Skip forward a few years and here I am in the film studio, advising John that some of the containers they have in the fake mortuary aren’t perfect but they will probably do. However, I do draw the line at one thing: this wonderful prosthetic corpse they’ve had made to resemble the actress Olwen, who plays the deceased main character, has something wrong with its forehead. Questioning this while bending down and looking closer, I learn that the production team assumed that brains are removed at autopsy by lopping off the top of cadavers’ heads in one fell swoop◦– skin, skull and all. Picture, if you will, the scene from the film Hannibal in which Anthony Hopkins eats the brain out of the live, but drugged, Ray Liotta, and it looks a bit like a flat pink cactus in a plant pot. That’s what the crew envisaged as part of the autopsy.

I stand up in disbelief and explain to John that there’s a vast difference between their idea and what we actually do during the procedure. The imagery they clearly have in their heads is one of a kitsch Frankenstein’s monster with his horizontal forehead slash and exaggerated stitches. Do the general public really assume that when we carry out an autopsy we access the brain via the deceased’s forehead then roughly stitch it back together with thick black string? Do they think that sometimes, if the mood takes us, we throw in a couple of neck bolts too?

It makes me worry about the reputation morticians and anatomists have in general◦– as if members of the public never really got past the idea that we all look and act like a mad scientist’s assistant named Igor, hell-bent on mutilating corpses and storing bits of them in jars for no reason other than to create a cupboard full of pathology-themed lava lamps. Films like Re-animator and Young Frankenstein give the tongue-in-cheek impression that dissection and organ retention are done for nefarious and selfish purposes such as trying to discover the secret of everlasting life or create the perfect woman, and not for the greater good.
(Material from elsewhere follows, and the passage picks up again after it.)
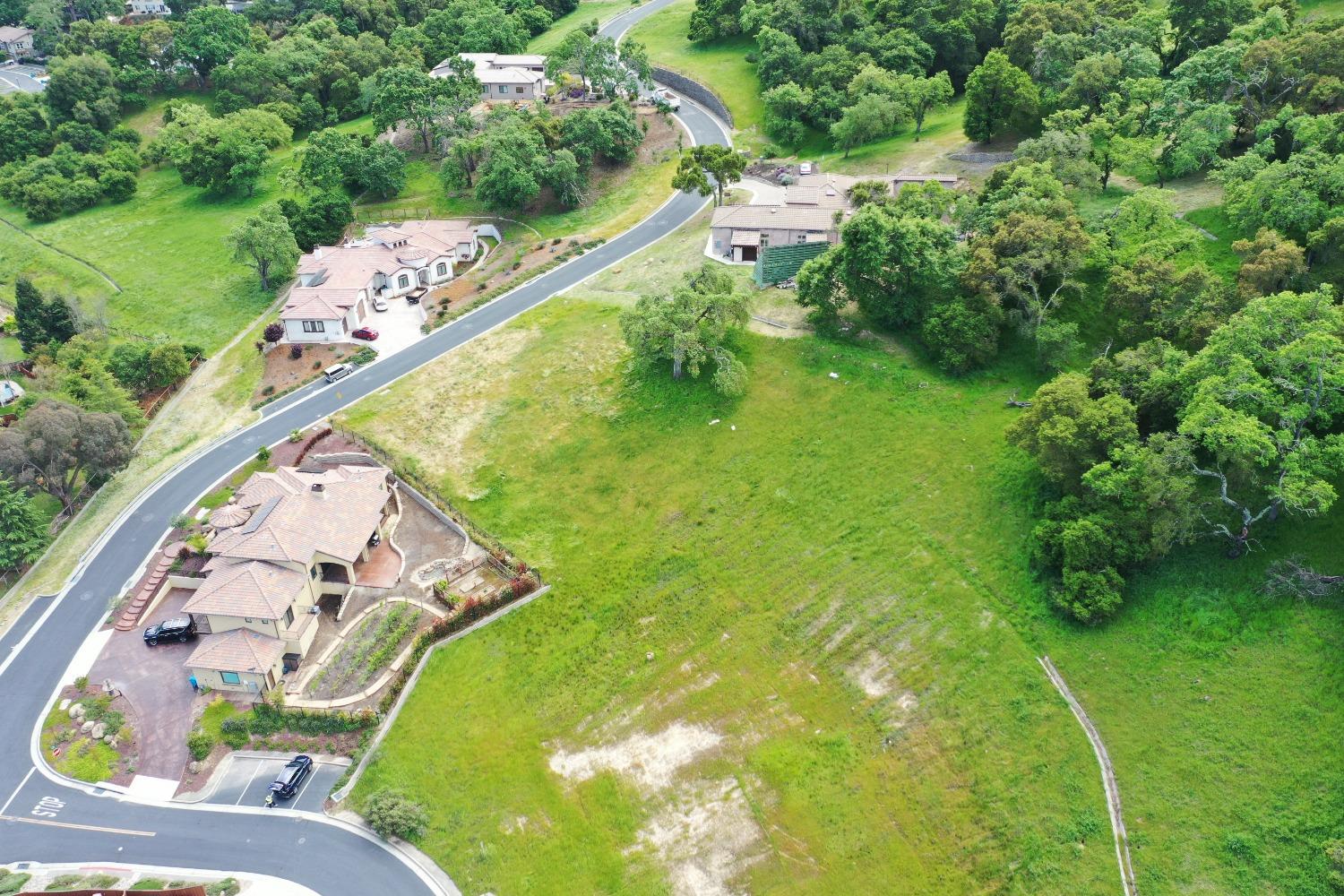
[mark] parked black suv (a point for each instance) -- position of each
(177, 627)
(290, 777)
Does it matter? Well, one would hope that when laymen read crime procedural novels or watch forensic-based TV shows they could separate reality from media fantasy and understand that sometimes clichés are perpetuated by writers or producers because they lend a certain dramatic or sexy element to an otherwise mundane scene. Obvious examples are the attractive women of CSI attending crime scenes with their perfectly styled hair waving in the breeze created by the fan placed at the edge of the set◦– and don’t get me started on their low-cut tops and high-heeled shoes. Everyone knows that in real life CSIs (crime scene investigators) and SOCOs (scene of crime officers) have to wear white Tyvek suits and masks to prevent their own DNA being transferred to the crime scene, don’t they? Unfortunately, not everyone does, and when there are production companies working to create drama these seemingly harmless additions and artistic licences carelessly perpetuate the macabre or simply lax reputation of mortuaries and their staff.